The integrity of historic fibrous plaster ceilings under dynamic loading

The collapse of the Apollo theatre ceiling, London, 2013, emphasised the importance of researching historic fibrous plaster ceilings. Ceilings are subject to dynamic forces, and this study identifies and quantifies dynamic loads in historic theatre ceilings by in-situ monitoring using accelerometers. Flexural, tensile and compressive tests were conducted on new and historic fibrous plaster to establish properties of ceiling panels and supporting fibrous plaster wads. Forces required to initiate microcracks and ultimate failure were compared with the magnitude of recorded accelerations. In-situ work made two important discoveries: technical activity in-between shows induces higher accelerations than performance sound pressure levels, and steel wire rope (supporting light/sound systems) making contact with ‘top hats’ (tubular channels in cylindrical drilled ceiling holes) is the primary dynamic loading in routine operation, with acceleration peaks typically ≈ 15 g (≈35 N force). Simulating accelerations in ceiling-panel laboratory tests resulted in displacements up to 0.1 mm and 200 microstrain. Results in new fibrous plaster established forces and displacements when initial microcracks occur in flexure (≈700 microstrain), tension (≈7000 microstrain) and compression (≈10000 microstrain). Results demonstrated that accelerations recorded in-situ would be insufficient to cause cracks in new, or well-maintained historic, theatre ceilings and wads. Ceilings in different buildings may vary in condition, therefore minimising steel wire rope-top hat contact would reduce the probability of ceilings sustaining damage.
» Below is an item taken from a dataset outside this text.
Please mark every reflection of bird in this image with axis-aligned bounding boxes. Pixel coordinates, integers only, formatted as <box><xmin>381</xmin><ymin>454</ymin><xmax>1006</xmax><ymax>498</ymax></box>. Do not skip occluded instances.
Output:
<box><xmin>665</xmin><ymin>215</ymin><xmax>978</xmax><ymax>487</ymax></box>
This study provides the first quantitative evidence of the dynamic behaviour and material performance of original wads and theatre ceilings, transforming understanding of their properties. Results will directly guide conservation policy and practice, enabling heritage engineers, conservation professionals, custodians and building owners, to make evidence-based decisions that enhance the long-term safety and preservation of historic interiors.